The government’s intentions to impose a Value-Added Tax (VAT) on residential electricity consumption that surpasses lifeline units have the Trades Union Congress (TUC) clenching its teeth.
Dr. Yaw Baah, the TUC General Secretary, demanded at a press conference on Tuesday that the Finance Ministry revoke the directive.
He was adamant about opposing the tax and did not hold back when expressing the public’s worries and determination to do so.
“It’s always the poor people in this country, including pensioners, who bear the brunt. And we should not allow that to continue. Organised Labour, we have come together and our message to the government is very simple, we cannot pay VAT on electricity.
“We will not pay it today or tomorrow. Organised Labour is demanding the immediate withdrawal of the letter, and another directive from the Finance Minister to Ghana Grid Company (GRIDCo), ECG to stop the implementation of the VAT on electricity. We are giving the government, up to January 31, 2024, to withdraw the letter.”
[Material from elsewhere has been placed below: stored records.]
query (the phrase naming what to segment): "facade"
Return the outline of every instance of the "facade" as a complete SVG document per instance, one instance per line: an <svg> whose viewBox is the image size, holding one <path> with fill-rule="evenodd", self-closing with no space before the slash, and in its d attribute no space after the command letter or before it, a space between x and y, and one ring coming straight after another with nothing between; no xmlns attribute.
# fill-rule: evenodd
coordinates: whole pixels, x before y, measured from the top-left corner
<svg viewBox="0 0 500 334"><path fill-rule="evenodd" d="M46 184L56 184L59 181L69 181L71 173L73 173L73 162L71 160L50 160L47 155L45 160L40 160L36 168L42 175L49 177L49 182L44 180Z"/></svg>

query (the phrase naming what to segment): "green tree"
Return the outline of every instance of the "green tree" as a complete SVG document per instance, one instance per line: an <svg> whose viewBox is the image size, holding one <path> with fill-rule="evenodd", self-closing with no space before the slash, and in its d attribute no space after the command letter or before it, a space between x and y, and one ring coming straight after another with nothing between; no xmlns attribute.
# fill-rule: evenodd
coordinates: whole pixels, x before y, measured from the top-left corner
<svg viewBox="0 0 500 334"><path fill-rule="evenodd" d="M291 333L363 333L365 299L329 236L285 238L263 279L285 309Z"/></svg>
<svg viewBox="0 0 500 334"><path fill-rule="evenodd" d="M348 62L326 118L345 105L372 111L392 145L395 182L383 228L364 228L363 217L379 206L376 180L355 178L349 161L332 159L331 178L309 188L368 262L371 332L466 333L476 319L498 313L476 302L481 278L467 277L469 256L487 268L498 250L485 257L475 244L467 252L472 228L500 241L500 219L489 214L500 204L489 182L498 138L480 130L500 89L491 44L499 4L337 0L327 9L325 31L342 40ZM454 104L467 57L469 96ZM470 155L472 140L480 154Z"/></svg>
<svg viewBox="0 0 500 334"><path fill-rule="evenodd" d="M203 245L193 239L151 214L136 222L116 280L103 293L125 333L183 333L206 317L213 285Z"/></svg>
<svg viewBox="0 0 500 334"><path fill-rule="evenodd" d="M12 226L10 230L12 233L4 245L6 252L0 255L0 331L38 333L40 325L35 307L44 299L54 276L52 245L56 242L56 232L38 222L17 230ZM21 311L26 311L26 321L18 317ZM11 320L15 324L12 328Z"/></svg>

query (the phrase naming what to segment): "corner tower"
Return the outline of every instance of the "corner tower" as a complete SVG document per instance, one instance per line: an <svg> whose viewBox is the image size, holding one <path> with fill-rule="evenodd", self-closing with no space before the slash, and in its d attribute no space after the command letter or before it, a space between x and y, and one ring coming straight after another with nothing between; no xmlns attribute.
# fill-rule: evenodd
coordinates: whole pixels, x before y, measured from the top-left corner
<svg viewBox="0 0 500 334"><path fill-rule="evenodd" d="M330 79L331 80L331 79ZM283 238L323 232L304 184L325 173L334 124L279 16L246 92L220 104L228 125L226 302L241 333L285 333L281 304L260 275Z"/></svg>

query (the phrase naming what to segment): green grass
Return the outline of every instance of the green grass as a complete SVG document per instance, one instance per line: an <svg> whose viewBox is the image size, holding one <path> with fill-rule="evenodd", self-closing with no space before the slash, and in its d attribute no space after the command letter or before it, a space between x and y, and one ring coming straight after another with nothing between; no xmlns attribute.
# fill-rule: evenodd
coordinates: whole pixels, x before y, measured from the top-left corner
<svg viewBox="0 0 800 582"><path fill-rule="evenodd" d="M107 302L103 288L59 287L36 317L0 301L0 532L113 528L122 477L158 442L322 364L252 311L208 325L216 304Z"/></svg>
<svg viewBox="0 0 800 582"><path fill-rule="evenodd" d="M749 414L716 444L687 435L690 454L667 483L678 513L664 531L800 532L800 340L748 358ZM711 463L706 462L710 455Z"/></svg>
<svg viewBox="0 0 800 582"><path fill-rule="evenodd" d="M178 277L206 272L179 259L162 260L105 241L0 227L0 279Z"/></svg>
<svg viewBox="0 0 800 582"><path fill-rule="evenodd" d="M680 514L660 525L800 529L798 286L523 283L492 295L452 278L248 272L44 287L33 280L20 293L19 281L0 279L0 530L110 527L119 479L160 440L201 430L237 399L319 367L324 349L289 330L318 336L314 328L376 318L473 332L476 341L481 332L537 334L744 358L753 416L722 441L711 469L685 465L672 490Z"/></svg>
He added, “If by that time the Minister of Finance fails to give a directive to GRIDCO and ECG, we will advise ourselves.”
The Ministry of Finance maintains that the announced measure is in line with the government’s medium-term strategy and the IMF-Supported Post-COVID-19 Program, despite criticism from some Ghanaians who claim it will drastically increase their charges, negatively impact businesses, and raise the cost of living in the nation.
In a letter dated December 12, 2023, Finance Minister Ken Ofori Atta instructed the Northern Electricity Distribution Company (NEDCO) and the ECG to coordinate with the Ghana Revenue Authority (GRA) in order to impose Value Added Tax (VAT) on residential electricity customers who consume more than the maximum amount allowed by block charges for lifeline units.
According to Sections 35 and 37 and First Schedule (9) of the Value Added Tax (VAT) Act, 2013 (ACT 870), the implementation was set to begin on January 1, 2024.
ECG has not yet put it into practice.